Protes Kebijakan Bupati Sudewo yang Dinilai Merugikan Warga
Sebagian warga yang berorasi mengungkapkan kekecewaannya atas kebijakan-kebijakan yang dikeluarkan oleh Bupati Sudewo. Mereka mengkritik kebijakan lima hari sekolah dan regrouping sekolah yang berdampak pada pengurangan tenaga guru honorer. Selain itu, kebijakan PHK terhadap karyawan honorer RSUD RAA Soewondo tanpa pesangon semakin memicu kemarahan warga. “Kami bukan orang kaya, ekonomi sedang sulit. Kami mohon agar Bupati Sudewo mengundurkan diri,” ujar salah satu orator dari atas truk.

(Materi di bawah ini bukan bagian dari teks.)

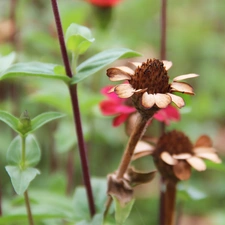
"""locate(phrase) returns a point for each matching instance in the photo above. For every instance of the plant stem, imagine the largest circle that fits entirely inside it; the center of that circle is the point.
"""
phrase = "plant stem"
(27, 202)
(76, 111)
(162, 200)
(128, 153)
(163, 30)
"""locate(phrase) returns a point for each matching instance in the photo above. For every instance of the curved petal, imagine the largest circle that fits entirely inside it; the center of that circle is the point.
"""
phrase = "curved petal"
(182, 170)
(120, 73)
(203, 140)
(182, 156)
(167, 158)
(124, 90)
(196, 163)
(148, 100)
(185, 76)
(182, 87)
(162, 100)
(167, 64)
(177, 100)
(136, 64)
(210, 156)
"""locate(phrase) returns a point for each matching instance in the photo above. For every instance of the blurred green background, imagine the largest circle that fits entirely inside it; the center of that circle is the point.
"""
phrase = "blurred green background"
(195, 44)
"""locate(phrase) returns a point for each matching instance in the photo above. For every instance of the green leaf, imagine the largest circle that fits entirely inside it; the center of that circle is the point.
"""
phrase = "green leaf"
(99, 61)
(33, 152)
(33, 69)
(6, 61)
(21, 178)
(122, 211)
(10, 120)
(78, 38)
(44, 118)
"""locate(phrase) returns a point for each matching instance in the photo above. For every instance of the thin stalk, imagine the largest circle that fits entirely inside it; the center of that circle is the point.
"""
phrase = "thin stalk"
(76, 111)
(162, 199)
(29, 214)
(128, 153)
(26, 197)
(169, 203)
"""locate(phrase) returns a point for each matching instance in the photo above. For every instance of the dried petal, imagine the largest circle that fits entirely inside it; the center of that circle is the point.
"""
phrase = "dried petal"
(182, 170)
(120, 73)
(203, 140)
(177, 100)
(182, 87)
(162, 100)
(185, 76)
(167, 64)
(182, 156)
(167, 158)
(148, 100)
(197, 163)
(124, 90)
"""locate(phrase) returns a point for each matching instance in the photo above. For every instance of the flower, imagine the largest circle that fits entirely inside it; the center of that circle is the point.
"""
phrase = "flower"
(148, 85)
(104, 3)
(174, 154)
(123, 108)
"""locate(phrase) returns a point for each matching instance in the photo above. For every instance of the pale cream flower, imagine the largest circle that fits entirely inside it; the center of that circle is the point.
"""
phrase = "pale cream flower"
(149, 85)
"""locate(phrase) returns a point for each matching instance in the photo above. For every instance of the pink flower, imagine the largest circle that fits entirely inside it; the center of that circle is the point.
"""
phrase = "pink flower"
(119, 107)
(104, 3)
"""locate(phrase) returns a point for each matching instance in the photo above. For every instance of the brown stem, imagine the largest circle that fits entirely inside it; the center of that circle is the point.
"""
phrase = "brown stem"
(27, 203)
(128, 153)
(168, 203)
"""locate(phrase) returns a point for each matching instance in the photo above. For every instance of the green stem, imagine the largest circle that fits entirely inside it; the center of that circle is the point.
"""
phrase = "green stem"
(26, 197)
(29, 214)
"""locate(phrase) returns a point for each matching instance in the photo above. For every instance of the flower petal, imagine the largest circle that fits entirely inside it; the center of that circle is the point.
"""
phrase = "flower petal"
(177, 100)
(203, 140)
(167, 158)
(182, 170)
(182, 156)
(196, 163)
(124, 90)
(162, 100)
(148, 100)
(185, 76)
(120, 73)
(210, 156)
(182, 87)
(167, 64)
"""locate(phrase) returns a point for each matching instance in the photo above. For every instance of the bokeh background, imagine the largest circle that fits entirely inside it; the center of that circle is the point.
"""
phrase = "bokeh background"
(195, 43)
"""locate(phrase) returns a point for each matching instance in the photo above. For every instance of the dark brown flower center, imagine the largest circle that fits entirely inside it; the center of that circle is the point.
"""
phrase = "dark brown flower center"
(151, 76)
(174, 142)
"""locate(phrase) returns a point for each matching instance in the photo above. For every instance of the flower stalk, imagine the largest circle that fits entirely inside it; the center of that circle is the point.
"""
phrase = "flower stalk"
(76, 111)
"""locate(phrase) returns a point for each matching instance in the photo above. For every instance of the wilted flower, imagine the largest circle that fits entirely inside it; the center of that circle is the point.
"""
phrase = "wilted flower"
(148, 85)
(104, 3)
(122, 108)
(174, 154)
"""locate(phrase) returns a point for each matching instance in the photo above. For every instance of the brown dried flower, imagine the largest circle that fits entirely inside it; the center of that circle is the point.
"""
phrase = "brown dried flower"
(174, 154)
(148, 85)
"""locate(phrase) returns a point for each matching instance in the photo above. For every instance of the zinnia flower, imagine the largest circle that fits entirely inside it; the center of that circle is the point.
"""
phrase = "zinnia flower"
(122, 108)
(174, 154)
(104, 3)
(148, 85)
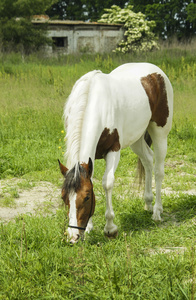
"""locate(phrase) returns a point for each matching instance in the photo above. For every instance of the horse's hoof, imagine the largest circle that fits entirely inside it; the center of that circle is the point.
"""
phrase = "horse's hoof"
(111, 235)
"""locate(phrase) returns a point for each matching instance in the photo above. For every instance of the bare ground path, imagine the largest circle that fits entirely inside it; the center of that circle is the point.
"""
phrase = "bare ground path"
(18, 196)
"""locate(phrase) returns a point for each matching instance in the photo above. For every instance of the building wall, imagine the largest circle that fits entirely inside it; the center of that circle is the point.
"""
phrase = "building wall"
(80, 37)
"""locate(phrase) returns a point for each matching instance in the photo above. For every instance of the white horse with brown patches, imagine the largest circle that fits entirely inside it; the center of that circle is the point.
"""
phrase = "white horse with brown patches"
(104, 114)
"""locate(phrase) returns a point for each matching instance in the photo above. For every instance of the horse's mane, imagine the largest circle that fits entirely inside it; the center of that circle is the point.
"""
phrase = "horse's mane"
(74, 115)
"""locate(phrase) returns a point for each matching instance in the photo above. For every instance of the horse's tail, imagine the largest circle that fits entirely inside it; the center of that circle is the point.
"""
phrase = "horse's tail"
(140, 167)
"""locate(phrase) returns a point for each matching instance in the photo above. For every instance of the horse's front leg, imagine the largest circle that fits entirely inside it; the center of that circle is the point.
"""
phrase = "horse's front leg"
(112, 160)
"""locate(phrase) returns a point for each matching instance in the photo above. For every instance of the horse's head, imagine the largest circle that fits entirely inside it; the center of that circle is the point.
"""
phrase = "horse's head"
(77, 193)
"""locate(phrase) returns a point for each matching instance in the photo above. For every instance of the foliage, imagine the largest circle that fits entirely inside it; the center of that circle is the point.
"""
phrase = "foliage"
(191, 14)
(81, 9)
(138, 31)
(173, 18)
(147, 260)
(16, 30)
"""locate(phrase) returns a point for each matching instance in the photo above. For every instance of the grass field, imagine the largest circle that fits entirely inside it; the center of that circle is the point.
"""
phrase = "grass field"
(147, 260)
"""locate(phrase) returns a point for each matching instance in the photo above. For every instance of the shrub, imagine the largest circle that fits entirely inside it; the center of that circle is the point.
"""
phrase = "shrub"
(138, 31)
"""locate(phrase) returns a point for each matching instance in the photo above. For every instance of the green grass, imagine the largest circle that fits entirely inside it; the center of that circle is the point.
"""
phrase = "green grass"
(147, 260)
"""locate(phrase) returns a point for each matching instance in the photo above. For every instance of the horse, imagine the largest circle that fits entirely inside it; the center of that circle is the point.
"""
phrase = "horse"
(130, 107)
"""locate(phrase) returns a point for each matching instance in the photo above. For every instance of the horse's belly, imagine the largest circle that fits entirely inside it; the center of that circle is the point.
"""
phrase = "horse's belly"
(134, 124)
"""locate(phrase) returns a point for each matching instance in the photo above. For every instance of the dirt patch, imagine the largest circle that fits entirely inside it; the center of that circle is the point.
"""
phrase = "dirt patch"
(20, 197)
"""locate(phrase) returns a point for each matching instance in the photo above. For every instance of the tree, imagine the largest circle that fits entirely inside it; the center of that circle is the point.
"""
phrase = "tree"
(173, 18)
(138, 31)
(16, 30)
(84, 10)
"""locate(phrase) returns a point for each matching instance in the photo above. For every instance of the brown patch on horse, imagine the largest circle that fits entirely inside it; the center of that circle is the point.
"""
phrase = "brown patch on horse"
(85, 202)
(154, 86)
(107, 142)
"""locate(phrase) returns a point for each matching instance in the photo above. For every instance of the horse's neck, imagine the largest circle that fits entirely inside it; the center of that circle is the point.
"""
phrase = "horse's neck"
(74, 117)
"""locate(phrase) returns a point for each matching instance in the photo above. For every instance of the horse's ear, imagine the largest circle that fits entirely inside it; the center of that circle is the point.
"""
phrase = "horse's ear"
(62, 168)
(90, 167)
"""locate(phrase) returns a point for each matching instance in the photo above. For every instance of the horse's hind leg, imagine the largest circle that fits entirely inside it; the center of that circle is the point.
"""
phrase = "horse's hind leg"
(112, 160)
(146, 156)
(159, 138)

Kebijakan yang Memicu Kekecewaan
Koordinator Donasi Aliansi Masyarakat Pati Bersatu, Teguh Istiyanto, menjelaskan bahwa kebijakan Bupati Sudewo seperti penerapan lima hari sekolah dan regrouping sekolah berdampak negatif pada guru honorer. Tidak hanya itu, kebijakan efisiensi Rumah Sakit Soewondo juga memecat ratusan karyawan tanpa pesangon, yang semakin memperburuk kondisi ekonomi masyarakat.
Pengalihan Arus Lalu Lintas Selama Aksi Demo
Untuk menjaga kelancaran lalu lintas, Polresta Pati memberlakukan pengalihan arus di beberapa titik jalan utama sekitar Alun-alun Pati. Kasat Lantas Polresta Pati, Kompol Riki Fahmi Mubarok, mengimbau agar masyarakat menghindari ruas jalan di seputaran Alun-alun Pati hingga aksi selesai. Pengalihan arus dimulai sejak pukul 07.00 WIB dan bertujuan untuk menghindari kemacetan dan memastikan keamanan serta ketertiban selama aksi berlangsung.